The decision to award former Central Remedial Clinic chief Paul Kiely a €742,025 pension payoff was based on legal expertise from within the CRC board, with no evidence outside advice was taken.
The former chairman of the disability agency, Hamilton Goulding, defended the decision, saying that while it was “not just uncomfortable, but horrible” for the directors, they could not live outside contract law.
As the HSE continues its search for information, sources said key documentation central to the issue, including agreements on pay, cannot be located.
While they expect Mr Kiely cannot be compelled to give back any of the pension, it is possible the directors could be held personally liable for the deal if it does not stand up to scrutiny on company law and rules of best practice.
Mr Goulding said he could not comment on reports that Mr Kiely is not inclined to give back the money, but said: “My belief is that it would be a very good gesture for him to do so and that it’s really a matter for him rather than me.”
He told This Week on RTÉ radio: “I can’t pre-empt his decision, but if I were in his shoes I think, at some stage and at some level, it would be a good thing for him to do.”

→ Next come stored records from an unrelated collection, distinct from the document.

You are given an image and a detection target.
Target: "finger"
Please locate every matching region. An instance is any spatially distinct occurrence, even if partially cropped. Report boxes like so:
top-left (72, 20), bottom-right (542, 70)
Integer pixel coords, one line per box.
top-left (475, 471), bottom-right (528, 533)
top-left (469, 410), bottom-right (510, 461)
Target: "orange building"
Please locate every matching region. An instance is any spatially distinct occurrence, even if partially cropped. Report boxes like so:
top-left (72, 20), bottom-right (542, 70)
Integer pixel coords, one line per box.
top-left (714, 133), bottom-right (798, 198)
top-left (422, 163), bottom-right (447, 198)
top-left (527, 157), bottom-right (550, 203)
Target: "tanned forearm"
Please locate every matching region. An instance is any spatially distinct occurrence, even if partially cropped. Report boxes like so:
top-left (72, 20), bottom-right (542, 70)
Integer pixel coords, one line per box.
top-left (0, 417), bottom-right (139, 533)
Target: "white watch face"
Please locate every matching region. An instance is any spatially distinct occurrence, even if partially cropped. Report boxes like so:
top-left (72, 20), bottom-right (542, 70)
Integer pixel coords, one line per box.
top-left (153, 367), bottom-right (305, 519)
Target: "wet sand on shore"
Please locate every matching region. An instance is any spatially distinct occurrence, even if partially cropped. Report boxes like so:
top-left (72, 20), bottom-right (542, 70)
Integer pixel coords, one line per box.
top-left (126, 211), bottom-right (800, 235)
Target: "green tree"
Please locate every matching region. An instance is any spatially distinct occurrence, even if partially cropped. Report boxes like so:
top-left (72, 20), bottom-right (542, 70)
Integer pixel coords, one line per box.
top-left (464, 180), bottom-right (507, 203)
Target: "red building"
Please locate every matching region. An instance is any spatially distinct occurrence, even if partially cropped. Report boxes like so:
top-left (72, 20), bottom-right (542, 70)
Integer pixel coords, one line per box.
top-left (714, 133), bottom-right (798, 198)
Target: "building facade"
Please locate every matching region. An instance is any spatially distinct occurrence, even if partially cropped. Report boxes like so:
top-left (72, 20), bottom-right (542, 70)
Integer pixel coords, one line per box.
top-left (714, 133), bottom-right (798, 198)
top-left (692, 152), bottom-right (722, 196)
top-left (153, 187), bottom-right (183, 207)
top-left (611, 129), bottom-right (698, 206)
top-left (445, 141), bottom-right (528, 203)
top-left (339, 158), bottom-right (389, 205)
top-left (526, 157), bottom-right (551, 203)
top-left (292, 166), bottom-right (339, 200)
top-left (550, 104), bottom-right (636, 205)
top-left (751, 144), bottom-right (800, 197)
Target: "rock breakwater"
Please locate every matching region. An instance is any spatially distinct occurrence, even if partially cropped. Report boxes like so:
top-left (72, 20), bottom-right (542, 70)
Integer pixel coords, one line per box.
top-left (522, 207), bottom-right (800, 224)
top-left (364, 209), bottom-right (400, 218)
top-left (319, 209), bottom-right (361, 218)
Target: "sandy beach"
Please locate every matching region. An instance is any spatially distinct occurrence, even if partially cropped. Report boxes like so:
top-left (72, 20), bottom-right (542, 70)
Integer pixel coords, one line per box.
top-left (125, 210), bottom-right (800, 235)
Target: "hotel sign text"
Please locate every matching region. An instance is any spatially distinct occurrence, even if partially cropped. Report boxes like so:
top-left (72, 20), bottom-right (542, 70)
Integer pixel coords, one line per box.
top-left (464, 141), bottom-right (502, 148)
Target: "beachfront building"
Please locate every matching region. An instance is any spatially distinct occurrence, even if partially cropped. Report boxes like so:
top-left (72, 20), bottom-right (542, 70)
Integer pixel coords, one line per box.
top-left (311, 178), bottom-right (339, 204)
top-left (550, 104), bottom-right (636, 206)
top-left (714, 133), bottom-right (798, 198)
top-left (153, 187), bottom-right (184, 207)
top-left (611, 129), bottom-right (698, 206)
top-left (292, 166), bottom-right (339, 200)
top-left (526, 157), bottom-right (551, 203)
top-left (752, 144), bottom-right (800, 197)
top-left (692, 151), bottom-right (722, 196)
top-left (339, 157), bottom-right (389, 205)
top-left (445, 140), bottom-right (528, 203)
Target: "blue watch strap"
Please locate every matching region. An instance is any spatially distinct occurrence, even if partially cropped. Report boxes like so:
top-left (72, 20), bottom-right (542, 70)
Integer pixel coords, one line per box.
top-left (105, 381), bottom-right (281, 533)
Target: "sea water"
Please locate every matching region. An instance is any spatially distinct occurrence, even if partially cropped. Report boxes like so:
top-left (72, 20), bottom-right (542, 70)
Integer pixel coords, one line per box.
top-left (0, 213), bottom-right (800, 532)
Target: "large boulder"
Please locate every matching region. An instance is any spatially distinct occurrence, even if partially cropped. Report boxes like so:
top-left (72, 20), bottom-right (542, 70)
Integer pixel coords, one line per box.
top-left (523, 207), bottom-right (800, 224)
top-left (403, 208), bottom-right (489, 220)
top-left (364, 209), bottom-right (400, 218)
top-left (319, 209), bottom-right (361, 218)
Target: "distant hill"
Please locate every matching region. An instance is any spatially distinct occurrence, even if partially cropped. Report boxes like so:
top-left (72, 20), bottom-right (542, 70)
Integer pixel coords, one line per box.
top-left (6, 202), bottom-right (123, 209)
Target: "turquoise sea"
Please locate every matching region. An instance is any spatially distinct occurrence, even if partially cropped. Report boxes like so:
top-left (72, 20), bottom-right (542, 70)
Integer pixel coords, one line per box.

Mr Goulding — whose mother established CRC — said overall costs of senior management had been brought down and “the last piece of the jigsaw was to get Paul Kiely’s salary out of the way and off the books”.
It was discussed twice at the board that his salary was “excessive”, but “there seemed to be no way to get out of the fact that we were contractually and legally obliged by his employment contract”.
Mr Goulding said he had “reasonably cordial” private discussions with Mr Kiely on the issue, in which the latter agreed he would leave if it was in the best interest of the CRC. Mr Goulding claimed this move in fact saved the CRC money.
“The board then has to think, how do we reach a settlement that is fair to him. The idea of giving someone €700,000 was not just uncomfortable, it was horrible. But we can’t jump outside the framework in which we live, the structures and the law.
“It was very uncomfortable that this has to happen. But the legal framework that we are in — in our opinion, and in the opinion of experts who were on the board, who are people of great experience and expertise — led us to the situation that our best decision for the clinic was: Yes, we don’t like it, [but if] we pay this money, get the man out, we make a big saving.”
It is understood the HSE has found no evidence to suggest any outside legal advice was sought.
“Did we pull a number out of the sky for Paul Kiely? No, we didn’t,” said Mr Goulding. “We said, what is a reasonable model to choose for this amount of money?”
He said it was decided to base the payout on the voluntary early retirement scheme the HSE had previously run.
Meanwhile, HSE sources have disputed Mr Goulding’s claim on RTÉ that the HSE was happy to pay Mr Kiely’s salary until 2009. Those close to the process said the salary was taken from a general HSE grant to the CRC until this date. When the €230,000 salary was uncovered, the HSE insisted cuts had to be made.